Mississippi Klan Convictions

This summer is the forty-first since Freedom Summer, when civil rights works stormed into Mississippi to register black voters after President Lyndon B. Johnson signed the Civil Rights Act of 1964 into law. Three workers, James Earl Chaney, Andrew Schwerner, and Andrew Goodman, were kidnapped and murdered by members of the Ku Klux Klan.

Just this morning, the NY Times reports, a Klansman, Edgar Ray Killen, was convicted of manslaughter in all three cases. This case is but one of a series of convictions secured in the last decade in civil rights murders, including the death of Medgar Evers of Mississippi, and the bombing of the 16th Street Baptist Church in Birmingham, Alabama that killed four young girls.

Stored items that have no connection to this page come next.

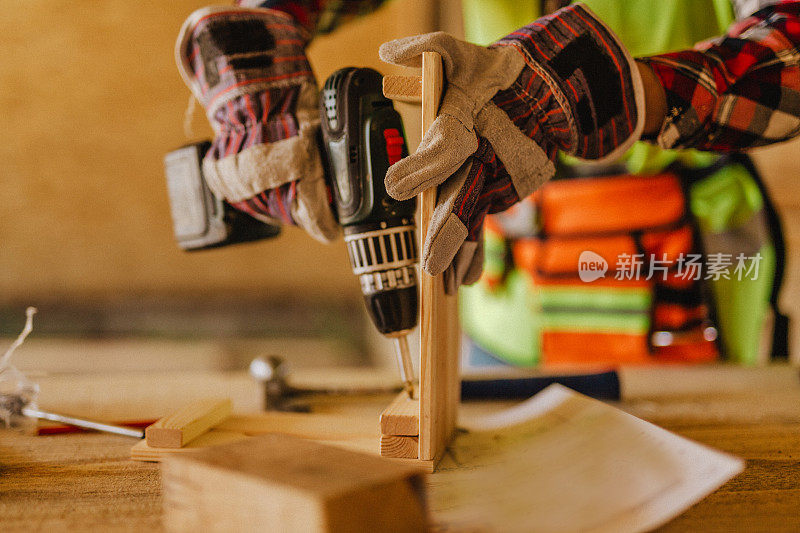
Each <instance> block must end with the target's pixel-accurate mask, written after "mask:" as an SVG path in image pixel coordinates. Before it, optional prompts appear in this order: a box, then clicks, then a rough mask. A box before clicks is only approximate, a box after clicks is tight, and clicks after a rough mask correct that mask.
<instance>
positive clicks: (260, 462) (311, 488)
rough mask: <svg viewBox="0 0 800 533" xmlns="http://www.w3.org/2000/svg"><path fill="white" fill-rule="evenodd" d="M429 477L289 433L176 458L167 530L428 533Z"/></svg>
mask: <svg viewBox="0 0 800 533" xmlns="http://www.w3.org/2000/svg"><path fill="white" fill-rule="evenodd" d="M423 476H424V474H423V472H422V471H421V470H420V469H419V468H417V467H416V466H410V465H402V464H397V463H392V462H390V461H385V460H382V459H380V458H378V457H375V456H369V455H366V454H363V453H355V452H349V451H346V450H342V449H339V448H335V447H331V446H325V445H321V444H317V443H314V442H310V441H307V440H301V439H297V438H293V437H287V436H284V435H268V436H263V437H254V438H252V439H248V440H247V441H244V442H239V443H235V444H232V445H228V446H223V447H218V448H212V449H209V450H205V451H202V452H197V453H194V454H179V455H173V456H171V457H169V459H168V460H167V461H165V462H164V464H163V467H162V480H163V487H164V526H165V528H166V529H167V531H198V530H204V531H231V530H233V531H319V532H322V531H325V532H330V533H336V532H351V531H397V532H406V531H407V532H409V533H410V532H417V531H426V530H427V529H428V527H427V520H428V516H427V511H426V497H425V492H424V491H425V481H424V478H423Z"/></svg>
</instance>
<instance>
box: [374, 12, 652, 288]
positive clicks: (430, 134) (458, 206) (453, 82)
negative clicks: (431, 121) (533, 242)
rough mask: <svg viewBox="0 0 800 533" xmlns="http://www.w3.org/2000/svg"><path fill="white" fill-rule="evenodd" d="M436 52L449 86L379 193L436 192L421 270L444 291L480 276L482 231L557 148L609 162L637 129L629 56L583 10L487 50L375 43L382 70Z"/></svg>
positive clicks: (643, 108)
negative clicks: (424, 130)
mask: <svg viewBox="0 0 800 533" xmlns="http://www.w3.org/2000/svg"><path fill="white" fill-rule="evenodd" d="M427 51H434V52H438V53H439V54H441V56H442V59H443V62H444V70H445V75H446V79H447V86H446V90H445V93H444V96H443V98H442V103H441V107H440V110H439V116H438V117H437V119H436V120H435V121H434V123H433V124H432V125H431V127H430V129H429V130H428V131H427V132H426V133H425V135H424V137H423V139H422V142H421V143H420V146H419V148H418V149H417V151H416V152H415V153H414V154H413V155H411V156H409V157H407V158H405V159H403V160H401V161H399V162H398V163H395V164H394V165H393V166H392V167H391V168H390V169H389V172H388V173H387V176H386V188H387V190H388V191H389V194H391V195H392V196H393V197H395V198H397V199H399V200H404V199H407V198H410V197H412V196H415V195H417V194H419V192H420V191H422V190H425V189H427V188H429V187H433V186H439V189H438V199H437V205H436V209H435V213H434V216H433V219H432V221H431V225H430V228H429V230H428V237H427V240H426V242H425V245H424V248H423V251H422V267H423V268H424V269H425V270H426V271H427V272H428V273H429V274H432V275H435V274H439V273H441V272H444V273H445V282H446V288H447V290H448V292H454V291H455V288H456V287H457V286H458V285H459V284H461V283H471V282H474V281H476V280H477V279H478V277H479V276H480V272H481V268H482V265H481V263H482V255H483V254H482V250H481V247H482V239H481V235H482V224H483V220H484V218H485V216H486V214H487V213H494V212H498V211H502V210H504V209H506V208H508V207H509V206H511V205H513V204H514V203H515V202H518V201H519V200H520V199H521V198H524V197H525V196H527V195H529V194H530V193H531V192H533V191H534V190H535V189H536V188H537V187H539V186H540V185H541V184H542V183H543V182H544V181H546V180H547V179H549V178H550V177H551V176H552V175H553V173H554V166H553V160H554V159H555V156H556V153H557V151H558V150H563V151H565V152H567V153H570V154H573V155H576V156H578V157H582V158H587V159H601V158H604V159H605V158H609V159H610V158H615V157H617V156H619V155H621V154H622V153H623V152H624V151H626V150H627V149H628V148H629V147H630V145H631V144H633V142H634V141H636V140H637V139H638V138H639V136H640V134H641V130H642V127H643V124H644V95H643V90H642V83H641V79H640V78H639V73H638V70H637V68H636V66H635V64H634V63H633V59H632V58H631V56H630V54H629V53H628V52H627V50H626V49H625V48H624V47H623V46H622V44H621V43H620V41H619V39H618V38H617V37H616V36H615V35H614V34H613V33H612V32H611V31H610V30H609V29H608V28H606V27H605V25H603V23H602V22H601V21H600V20H599V19H597V17H596V16H595V15H594V14H593V13H592V12H591V11H590V10H589V9H587V8H586V7H585V6H583V5H580V4H578V5H572V6H569V7H566V8H564V9H561V10H559V11H557V12H556V13H554V14H553V15H550V16H547V17H542V18H540V19H538V20H537V21H535V22H533V23H531V24H529V25H528V26H525V27H524V28H521V29H520V30H518V31H516V32H513V33H512V34H510V35H509V36H507V37H505V38H503V39H501V40H500V41H498V42H497V43H495V44H493V45H492V46H490V47H488V48H484V47H481V46H476V45H472V44H469V43H466V42H464V41H460V40H458V39H456V38H454V37H452V36H450V35H448V34H446V33H442V32H436V33H429V34H425V35H419V36H415V37H408V38H405V39H398V40H396V41H391V42H388V43H385V44H384V45H383V46H381V49H380V57H381V59H383V60H384V61H386V62H389V63H394V64H398V65H405V66H416V67H419V66H420V63H421V54H422V53H423V52H427Z"/></svg>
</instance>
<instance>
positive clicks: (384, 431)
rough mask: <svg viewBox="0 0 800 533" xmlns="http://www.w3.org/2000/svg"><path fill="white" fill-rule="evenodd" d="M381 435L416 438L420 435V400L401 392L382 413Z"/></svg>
mask: <svg viewBox="0 0 800 533" xmlns="http://www.w3.org/2000/svg"><path fill="white" fill-rule="evenodd" d="M381 434H383V435H403V436H409V437H416V436H418V435H419V400H415V399H412V398H409V396H408V393H406V392H401V393H400V394H398V395H397V397H396V398H395V399H394V401H392V403H390V404H389V407H387V408H386V410H385V411H384V412H383V413H381Z"/></svg>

This most recent court case revealed the painful reality that this country still suffers from racial injustice and just plain ignorance. Philadelphia, Mississippi mayor Harlan Majure claimed that the KKK did a lot of good. The jury's refusal to convict for murder, instead choosing manslaughter, was not justice. The wife of slain activist Michael Schwerner said it best:

"The fact that some of these jurors have lived all these years, and could not bring themselves to recognize that these were murders, indicates that there are still some people among you who choose to look aside, who choose to not see the truth."